Founder of a tiny QR-code tool here, so small scale, but I went deep on exactly this and a few things surprised me.
Technical SEO was table stakes, not the lever. My site scores 96/100 on audits and is fast, and still gets ~0 non-brand Google clicks. In my analytics Google organic converted at literally $0. The pages existed, ranked page 3-9, and nobody clicked.

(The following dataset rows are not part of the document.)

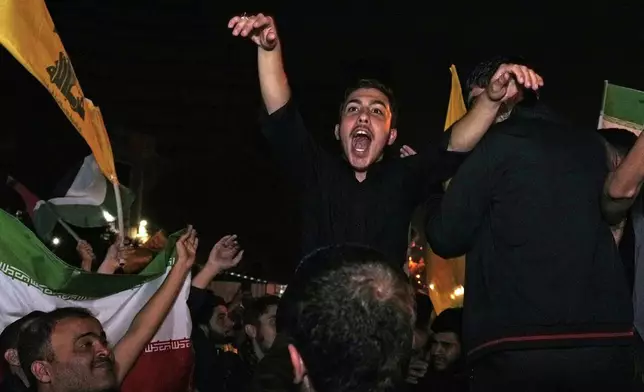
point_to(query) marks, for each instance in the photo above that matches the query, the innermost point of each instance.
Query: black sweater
(542, 267)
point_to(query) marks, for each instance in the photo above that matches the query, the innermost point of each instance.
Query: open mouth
(361, 139)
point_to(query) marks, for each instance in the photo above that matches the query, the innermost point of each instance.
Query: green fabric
(24, 257)
(625, 105)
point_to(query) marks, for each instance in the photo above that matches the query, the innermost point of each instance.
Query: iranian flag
(623, 107)
(84, 198)
(32, 278)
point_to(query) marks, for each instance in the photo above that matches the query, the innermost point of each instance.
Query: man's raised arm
(272, 78)
(502, 89)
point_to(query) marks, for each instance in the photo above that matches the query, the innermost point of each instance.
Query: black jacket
(542, 267)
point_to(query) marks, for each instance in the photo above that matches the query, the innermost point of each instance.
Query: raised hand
(187, 247)
(406, 151)
(259, 28)
(85, 250)
(225, 254)
(505, 81)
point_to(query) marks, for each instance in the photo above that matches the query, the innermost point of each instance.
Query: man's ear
(393, 134)
(299, 369)
(42, 371)
(250, 330)
(11, 356)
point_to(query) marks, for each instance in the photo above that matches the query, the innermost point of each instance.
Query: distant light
(108, 217)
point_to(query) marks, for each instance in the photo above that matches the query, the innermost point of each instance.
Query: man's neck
(259, 353)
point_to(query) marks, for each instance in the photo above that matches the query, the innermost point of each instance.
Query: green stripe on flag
(623, 105)
(24, 257)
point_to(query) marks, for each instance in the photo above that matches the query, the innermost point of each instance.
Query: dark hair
(204, 313)
(10, 335)
(35, 340)
(450, 320)
(376, 85)
(424, 310)
(622, 140)
(350, 314)
(482, 74)
(257, 308)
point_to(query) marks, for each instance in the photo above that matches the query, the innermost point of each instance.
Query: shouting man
(362, 197)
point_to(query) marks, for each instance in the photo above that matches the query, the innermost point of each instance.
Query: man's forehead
(74, 327)
(368, 95)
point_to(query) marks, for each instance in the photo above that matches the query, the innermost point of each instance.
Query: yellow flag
(29, 34)
(445, 278)
(456, 108)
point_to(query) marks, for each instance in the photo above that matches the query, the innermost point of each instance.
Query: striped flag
(84, 199)
(623, 107)
(32, 278)
(28, 33)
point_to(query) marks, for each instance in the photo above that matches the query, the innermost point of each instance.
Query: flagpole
(119, 210)
(601, 112)
(69, 230)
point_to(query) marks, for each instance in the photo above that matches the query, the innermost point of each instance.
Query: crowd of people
(547, 213)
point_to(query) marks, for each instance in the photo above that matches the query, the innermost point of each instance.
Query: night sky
(171, 69)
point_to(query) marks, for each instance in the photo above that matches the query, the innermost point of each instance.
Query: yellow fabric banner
(29, 34)
(445, 278)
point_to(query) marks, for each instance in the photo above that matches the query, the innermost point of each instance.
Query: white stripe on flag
(115, 312)
(89, 186)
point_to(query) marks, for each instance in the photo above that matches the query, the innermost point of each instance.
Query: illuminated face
(365, 127)
(82, 359)
(446, 349)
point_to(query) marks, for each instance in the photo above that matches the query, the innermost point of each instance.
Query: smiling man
(362, 197)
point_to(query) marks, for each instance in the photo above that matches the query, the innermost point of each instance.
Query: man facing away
(547, 305)
(363, 198)
(348, 319)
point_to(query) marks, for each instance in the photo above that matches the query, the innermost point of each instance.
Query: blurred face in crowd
(445, 351)
(220, 323)
(81, 361)
(365, 127)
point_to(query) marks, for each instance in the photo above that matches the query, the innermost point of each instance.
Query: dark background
(171, 69)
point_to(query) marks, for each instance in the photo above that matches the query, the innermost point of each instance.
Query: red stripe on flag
(162, 367)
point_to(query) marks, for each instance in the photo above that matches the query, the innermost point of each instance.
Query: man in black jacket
(547, 305)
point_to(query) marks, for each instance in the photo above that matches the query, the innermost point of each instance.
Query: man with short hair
(362, 196)
(66, 350)
(546, 306)
(14, 378)
(259, 327)
(348, 320)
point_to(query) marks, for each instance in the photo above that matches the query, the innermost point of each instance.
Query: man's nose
(364, 116)
(103, 350)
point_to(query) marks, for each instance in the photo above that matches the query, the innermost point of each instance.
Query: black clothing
(216, 369)
(335, 207)
(582, 369)
(542, 267)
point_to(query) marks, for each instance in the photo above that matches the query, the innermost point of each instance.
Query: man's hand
(187, 247)
(504, 83)
(225, 254)
(85, 250)
(417, 370)
(260, 29)
(406, 151)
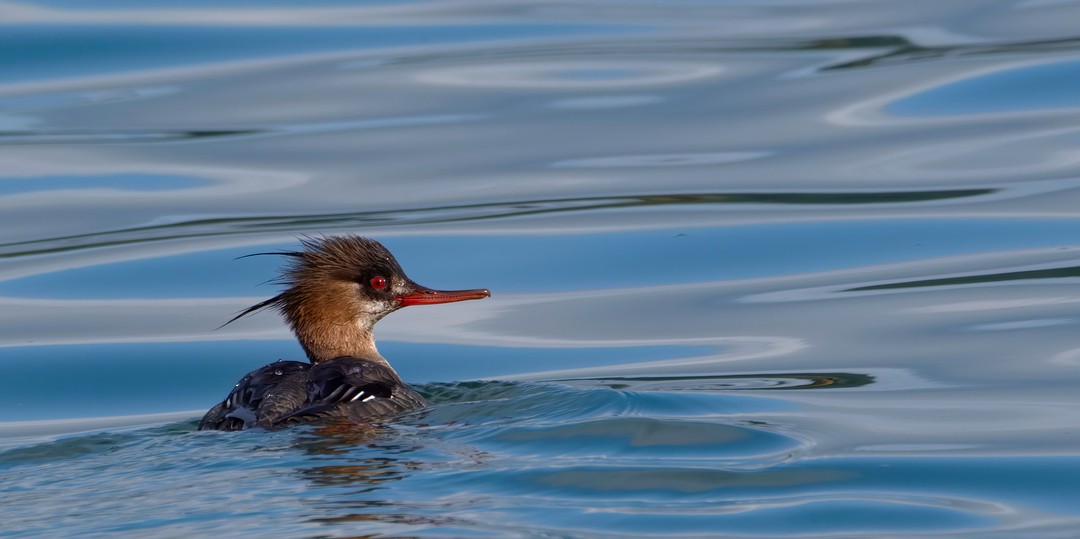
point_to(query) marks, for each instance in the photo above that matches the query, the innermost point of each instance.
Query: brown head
(338, 287)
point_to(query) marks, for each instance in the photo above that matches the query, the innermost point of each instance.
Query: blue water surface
(758, 269)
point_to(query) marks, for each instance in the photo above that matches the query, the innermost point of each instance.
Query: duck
(337, 287)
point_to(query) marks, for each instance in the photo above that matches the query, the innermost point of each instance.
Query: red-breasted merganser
(337, 288)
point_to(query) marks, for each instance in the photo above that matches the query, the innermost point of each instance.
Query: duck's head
(339, 286)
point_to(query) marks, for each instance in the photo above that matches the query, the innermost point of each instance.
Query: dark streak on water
(760, 269)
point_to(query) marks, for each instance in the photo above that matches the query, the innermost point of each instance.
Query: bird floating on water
(337, 288)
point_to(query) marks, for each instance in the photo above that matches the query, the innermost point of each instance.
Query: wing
(352, 387)
(260, 398)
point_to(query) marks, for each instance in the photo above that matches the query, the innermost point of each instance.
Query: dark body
(289, 392)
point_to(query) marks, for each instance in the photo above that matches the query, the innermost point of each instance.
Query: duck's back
(288, 392)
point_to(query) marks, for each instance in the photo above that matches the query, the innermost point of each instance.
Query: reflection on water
(759, 269)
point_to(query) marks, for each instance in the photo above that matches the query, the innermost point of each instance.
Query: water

What moved AI citations was original DATA, not more blog posts. I classified what my own users actually point their codes at (turns out ~48% are music links, not the restaurant menus everyone assumes). That kind of unique, quotable stat gets picked up far more than another best-X-for-Y post, which AI mostly skips in favor of high-authority incumbents.
The real bottleneck to getting AI to recommend you (vs just mention you) is external authority: reviews, community, editorial mentions. An audit showed ~99% of my AI citations were other people talking about me, under 1% my own content. AI won't confidently recommend a brand with no outside voices vouching for it.
AI-referred traffic converted ~40x better than Direct for me (GA4 tags it AI Assistant), despite being ~2% of sessions. So the higher-value move was leaning into the queries AI already cites me for, plus building off-site signals, not chasing Google rankings that pay $0.
Honest summary: nail the technical baseline, then it's original data + external authority, not blog volume. Agree it shifts monthly though.
The biggest takeaway for me is that original data compounds in a way content rarely does. A blog post competes with thousands of similar posts. A statistic that only your product can produce becomes something other people reference, and that's much harder to replicate than another SEO article.